Members and staff moved from being proud of having reduced the administration’s cuts to starting to talk about fully funding the foreign affairs account.
Meanwhile, the administration has released its FY 2019 budget request. Despite the fact that Congress rejected the FY 2018 proposed cuts as a “doctrine of retreat,” the administration proposed cuts nearly as large for FY 2019. We expect hearings on that budget request in late March, as this issue goes to press.
Distinct from appropriations, authorization bills spell out the vision and policies to be financed. The Senate Foreign Relations Committee passed an FY 2018 authorizations bill, which has not reached the floor of the Senate.

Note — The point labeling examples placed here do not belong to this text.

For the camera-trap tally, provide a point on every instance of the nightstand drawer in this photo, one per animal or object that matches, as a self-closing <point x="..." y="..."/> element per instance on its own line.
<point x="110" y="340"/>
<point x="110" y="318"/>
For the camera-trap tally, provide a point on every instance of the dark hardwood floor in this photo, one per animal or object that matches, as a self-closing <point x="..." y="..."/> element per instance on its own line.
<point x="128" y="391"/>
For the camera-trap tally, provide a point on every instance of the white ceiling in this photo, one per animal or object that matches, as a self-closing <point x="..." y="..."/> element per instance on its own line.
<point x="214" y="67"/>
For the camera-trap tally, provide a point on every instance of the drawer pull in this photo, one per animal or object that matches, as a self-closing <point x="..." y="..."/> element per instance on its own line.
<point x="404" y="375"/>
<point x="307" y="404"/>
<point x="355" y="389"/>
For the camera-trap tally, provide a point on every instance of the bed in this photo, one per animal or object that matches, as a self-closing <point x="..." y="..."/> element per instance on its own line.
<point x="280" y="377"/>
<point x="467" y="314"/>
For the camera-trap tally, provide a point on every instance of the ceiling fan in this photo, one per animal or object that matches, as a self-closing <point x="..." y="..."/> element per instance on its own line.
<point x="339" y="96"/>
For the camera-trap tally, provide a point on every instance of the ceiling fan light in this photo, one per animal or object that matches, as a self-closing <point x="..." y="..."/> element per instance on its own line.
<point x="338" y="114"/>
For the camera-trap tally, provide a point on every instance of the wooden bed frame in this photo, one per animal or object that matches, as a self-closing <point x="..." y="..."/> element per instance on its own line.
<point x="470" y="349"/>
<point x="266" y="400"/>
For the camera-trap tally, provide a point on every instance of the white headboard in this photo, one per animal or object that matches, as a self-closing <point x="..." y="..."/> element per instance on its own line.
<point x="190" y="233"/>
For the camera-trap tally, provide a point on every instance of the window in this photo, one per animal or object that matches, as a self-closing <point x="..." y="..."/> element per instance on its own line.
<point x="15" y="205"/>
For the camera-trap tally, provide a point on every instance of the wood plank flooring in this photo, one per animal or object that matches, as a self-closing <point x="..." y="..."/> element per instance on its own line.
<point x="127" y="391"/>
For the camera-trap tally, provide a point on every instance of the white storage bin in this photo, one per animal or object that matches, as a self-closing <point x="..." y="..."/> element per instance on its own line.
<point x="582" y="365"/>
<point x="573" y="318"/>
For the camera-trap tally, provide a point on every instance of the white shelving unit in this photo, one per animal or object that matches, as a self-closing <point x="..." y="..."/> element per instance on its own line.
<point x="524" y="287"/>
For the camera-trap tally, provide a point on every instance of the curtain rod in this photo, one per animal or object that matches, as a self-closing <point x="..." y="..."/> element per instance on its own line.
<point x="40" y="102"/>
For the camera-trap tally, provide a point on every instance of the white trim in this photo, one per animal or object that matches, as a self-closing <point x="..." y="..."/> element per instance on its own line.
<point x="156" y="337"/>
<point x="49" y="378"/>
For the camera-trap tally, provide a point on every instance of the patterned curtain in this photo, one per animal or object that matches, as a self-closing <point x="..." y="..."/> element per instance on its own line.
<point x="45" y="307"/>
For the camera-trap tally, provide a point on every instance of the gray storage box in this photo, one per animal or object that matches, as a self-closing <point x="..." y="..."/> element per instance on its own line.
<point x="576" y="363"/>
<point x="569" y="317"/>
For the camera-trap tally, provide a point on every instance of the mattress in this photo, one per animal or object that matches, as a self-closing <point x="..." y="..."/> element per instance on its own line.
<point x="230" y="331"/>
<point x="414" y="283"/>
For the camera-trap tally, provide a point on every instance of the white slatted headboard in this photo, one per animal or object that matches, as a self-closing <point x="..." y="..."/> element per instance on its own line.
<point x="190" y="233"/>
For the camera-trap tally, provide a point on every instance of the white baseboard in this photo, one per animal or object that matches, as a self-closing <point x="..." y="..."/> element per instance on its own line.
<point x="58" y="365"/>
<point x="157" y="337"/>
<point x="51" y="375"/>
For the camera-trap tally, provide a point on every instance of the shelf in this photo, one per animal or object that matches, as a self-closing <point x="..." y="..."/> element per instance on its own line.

The House Foreign Affairs Committee then started to write its own bill, based on the Senate bill. Action there has paused, even as talks start about an FY 2019 bill. The long-term goal of many on the Hill is to make the State authorizations bill as comprehensive and effective as the defense authorizations bill.
Most encouraging to us are the expressions of support we are seeing. In last month’s Foreign Service Journal, you read a terrific article by Sen. Lindsey Graham (R-S.C.) calling for a national conversation about the U.S. role in the world. On p. 13 of this issue, you’ll see a piece co-written by Senators Dan Sullivan (R-Alaska) and Chris Van Hollen (D-Md.) explaining why they formed the Senate Foreign Service Caucus.
Meanwhile, 1,215 veterans and 151 retired flag officers have already written congressional leaders to oppose the cuts the president has proposed in the FY 2019 budget.
Friends like these give us hope that, over the long run, we will emerge from these years of crisis with a renewed vision for U.S. leadership and a clear understanding of the importance of diplomacy and development.